Palestine #6
Schedule
Tue Mar 24 2026 at 06:45 pm to 08:45 pm
UTC+01:00Location
Cinéma Saint-André des Arts | Paris, IL
About this Event
- Offing de (by) Oraib Toukan
2021/Palestine, Allemagne/28'/Arabe
« Nous avons ici une règle empirique : tant que vous pouvez encore entendre, vous êtes en vie. » L’artiste Salman Nawati, basé à Gaza, prononce ces mots dans mon film. On dit que l’ouïe est la dernière faculté sensorielle qui subsiste à l’approche de la mort. Le film explore la manière de projeter des images sur les récits de souffrance d’autrui, en réfléchissant à l’espace où se rencontrent la parole et l’imagination.
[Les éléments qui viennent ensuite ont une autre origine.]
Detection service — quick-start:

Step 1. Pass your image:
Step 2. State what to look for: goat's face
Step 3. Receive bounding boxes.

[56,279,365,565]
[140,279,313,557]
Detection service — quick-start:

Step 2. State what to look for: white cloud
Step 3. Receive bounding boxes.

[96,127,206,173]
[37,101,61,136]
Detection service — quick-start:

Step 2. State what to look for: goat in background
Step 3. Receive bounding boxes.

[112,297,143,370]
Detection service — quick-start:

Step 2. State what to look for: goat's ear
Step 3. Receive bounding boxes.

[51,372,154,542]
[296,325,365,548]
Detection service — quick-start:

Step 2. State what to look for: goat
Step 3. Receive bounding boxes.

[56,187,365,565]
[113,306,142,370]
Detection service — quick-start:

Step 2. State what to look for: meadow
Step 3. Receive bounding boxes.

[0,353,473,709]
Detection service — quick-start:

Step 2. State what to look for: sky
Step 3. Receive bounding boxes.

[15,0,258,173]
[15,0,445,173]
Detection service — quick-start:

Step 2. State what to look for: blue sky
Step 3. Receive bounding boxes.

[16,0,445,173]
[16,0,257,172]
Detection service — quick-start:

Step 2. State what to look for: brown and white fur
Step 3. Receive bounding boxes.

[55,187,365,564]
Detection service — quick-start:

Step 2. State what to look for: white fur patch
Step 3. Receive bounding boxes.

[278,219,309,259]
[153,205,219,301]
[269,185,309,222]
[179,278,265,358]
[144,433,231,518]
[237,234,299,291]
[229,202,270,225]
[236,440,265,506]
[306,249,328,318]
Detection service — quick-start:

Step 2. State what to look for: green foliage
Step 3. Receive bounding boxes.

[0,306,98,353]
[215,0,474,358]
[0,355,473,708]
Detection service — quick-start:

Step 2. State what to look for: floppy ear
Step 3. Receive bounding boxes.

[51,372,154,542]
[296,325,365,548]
J’essaie de subvertir, plutôt que de représenter, l’horreur évoquée, en m’attachant plutôt à la tendresse et au quotidien, avec des images en gros plan, quelque peu foisonnantes, que j’ai tournées au fil des ans. Les supports temporels deviennent un outil magique pour cette subversion ; le simple fait d’inverser ou de modifier la vitesse des choses passées offre la possibilité de réécrire des événements horribles. Le mot « offing » désigne la partie de la mer la plus distante tout en restant visible. Nawati fait allusion à une illusion de liberté lorsqu’il regarde l’horizon de la mer Méditerranée depuis les côtes de Gaza, trouvant du réconfort dans l’absence de frontières dans son champ de vision, bien qu’il soit pris au piège sous le siège israélien, sans aucun endroit où fuir en temps de guerre. »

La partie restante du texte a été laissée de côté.